In the year 2000, world leaders met to create a plan to establish goals to eradicate extreme poverty, hunger, illiteracy and disease. Organized by the United Nations, the group also aimed to achieve gender equality and the empowerment of women, environmental sustainability and a global partnership for development.

However, in Latin America and the Caribbean, rising food prices and the current economic crisis threaten to cast doubt on progress towards meeting some of the Millennium Development Goals, according to a new United Nations report.

The report includes an update on how this region fares in respect to achieving the aims, which were hoped to culminate in halving extreme poverty by 2015.

Latin America and the Caribbean progressed in eradicating poverty from 1999 to 2005, as the percentage of people living on less than $1.25 per day fell from 11 to 8 percent. However, the recent upswing in food prices has begun to reverse that trend, and the Food and Agriculture Organization of the United Nations reports that 53 million people in the Central American region experience extreme poverty.

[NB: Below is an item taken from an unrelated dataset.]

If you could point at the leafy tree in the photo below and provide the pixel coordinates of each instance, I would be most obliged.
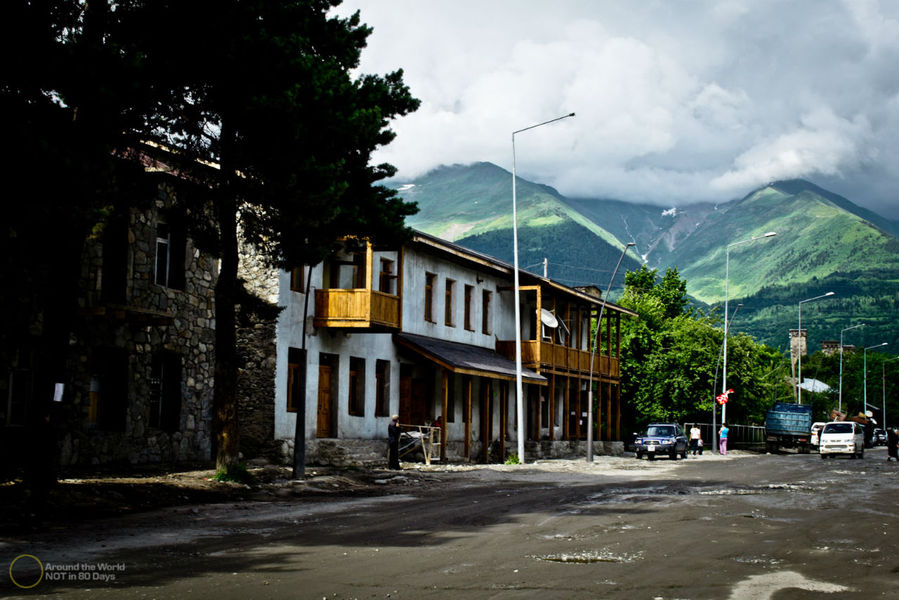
(265, 90)
(669, 357)
(72, 96)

The Latin American and the Caribbean region is the leader in the efforts to achieve gender parity in parliamentary representation, with 22 seats held by women, up 15 percent since 2000. The region has reached its target goal of gender parity in education and has the highest share of women in paid employment outside of agriculture (45 percent in 2007).

The study also shows that the Latin American and Caribbean region is reducing the death rate of children under five and that reaching the goal of reducing mortality rate two-thirds by 2015 is probable. The rate decreased from 54 deaths per 1,000 live births in 1990, to 24 deaths in 2007.